Santé / Monde

Au Canada, la folie du cannabis

Temps de lecture : 3 min

[Blog] L'herbe sera bientôt encore plus verte au Canada: cet été, la consommation et l'achat de cannabis seront légaux. Une évidence quand on connait la popularité de ce produit auprès de la population.

Flickr/Cannabis Culture
Flickr/Cannabis Culture

Dans quelques mois maintenant, au cours de l'été à venir, le Canada légalisera l'achat et la consommation de cannabis. Tout le pays est prêt. Depuis des mois et des mois, voire même des années, fleurissent à chaque coin de rue, boutiques et officines qui proposent déjà quantités d'herbes bonnes à fumer –réservées pour l'heure à usage médical allant d'une vague migraine à une fracture de l'orteil gauche– quand ce ne sont pas pipes, vaporisateurs, tee-shirts et autres fanfreluches dédiées à la gloire du cannabis tout-puissant.

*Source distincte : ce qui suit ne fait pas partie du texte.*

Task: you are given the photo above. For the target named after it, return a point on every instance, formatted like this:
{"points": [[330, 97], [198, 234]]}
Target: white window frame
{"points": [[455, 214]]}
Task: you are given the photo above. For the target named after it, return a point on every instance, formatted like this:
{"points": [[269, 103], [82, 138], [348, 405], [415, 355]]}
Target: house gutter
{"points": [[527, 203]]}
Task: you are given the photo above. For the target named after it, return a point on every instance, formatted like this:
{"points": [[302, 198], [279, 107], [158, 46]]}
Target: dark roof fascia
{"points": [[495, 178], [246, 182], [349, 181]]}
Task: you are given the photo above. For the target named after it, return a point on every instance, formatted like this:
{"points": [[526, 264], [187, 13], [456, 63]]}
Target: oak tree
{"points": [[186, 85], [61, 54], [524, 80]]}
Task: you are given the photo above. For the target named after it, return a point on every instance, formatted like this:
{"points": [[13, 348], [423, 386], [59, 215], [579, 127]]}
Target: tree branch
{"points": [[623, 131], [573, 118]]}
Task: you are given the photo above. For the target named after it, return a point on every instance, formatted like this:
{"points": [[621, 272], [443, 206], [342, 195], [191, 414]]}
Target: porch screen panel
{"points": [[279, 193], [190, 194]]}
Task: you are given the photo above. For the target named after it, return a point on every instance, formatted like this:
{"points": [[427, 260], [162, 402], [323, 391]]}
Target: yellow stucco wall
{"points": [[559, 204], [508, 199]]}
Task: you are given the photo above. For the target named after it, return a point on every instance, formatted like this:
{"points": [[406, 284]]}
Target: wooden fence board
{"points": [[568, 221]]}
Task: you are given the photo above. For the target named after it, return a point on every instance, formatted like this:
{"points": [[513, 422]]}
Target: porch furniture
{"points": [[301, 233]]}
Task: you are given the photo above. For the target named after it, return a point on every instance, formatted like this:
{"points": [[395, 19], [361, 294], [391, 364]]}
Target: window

Il faut dire que le cannabis au Canada a très bonne presse. Tout le monde en a déjà consommé au moins une fois dans sa vie, chacun en vante les innombrables mérites et il suffit de s'être promené dans n'importe quelle artère d'une cité canadienne pour se rendre compte que son utilisation est aussi répandue que notre bon vieux pinard dans nos provinces hexagonales avec dans le fond de l'air, cette rafraichissante et enivrante odeur du chanvre qui n'est pas sans rappeller la délicate senteur d'une paire de chausettes dont l'heureux propriétaire aura passé sa journée à monter sa cabane.

Pourquoi s'en priver, hein?

D'ailleurs l'image de marque du produit est excellente: autant on sera prêt à vous dénoncer à la police des mœurs si jamais on vous surprenait à fumer une cigarette ou à traverser hors les clous, autant personne ne trouvera rien à redire si d'aventure il vous prenait l'envie d'allumer un joint en plein milieu de la rue. C'est culturel paraît-il. C'est une ode à mère nature sans qui nous ne serions pas grand chose. C'est sain. C'est gentiment festif. C'est totalement inoffensif. C'est méga cool. Ça peut même rendre vaguement inspiré, alors pourquoi s'en priver, hein?

Et puis il est vrai que la vie au Canada est particulièrement rude: la société est à cran, le chômage monstrueusement élevé, la misère omniprésente, la qualité de vie déplorable, les centres urbains bondés et pollués, l'immigration incontrôlée, le terrorisme terriblement meurtrier; l'insécurité rode, la famine aussi, la lèpre n'est pas loin si bien que dans une société aussi fracassée, au bord de la rupture, traversée par une crise morale d'une ampleur inouïe, il est normal, voire souhaitable que des individus cherchent du réconfort dans les paisibles vapeurs d'un joint qui sent si bon la pelouse tondue, le grand air des prairies et le vent frais venu de la mer.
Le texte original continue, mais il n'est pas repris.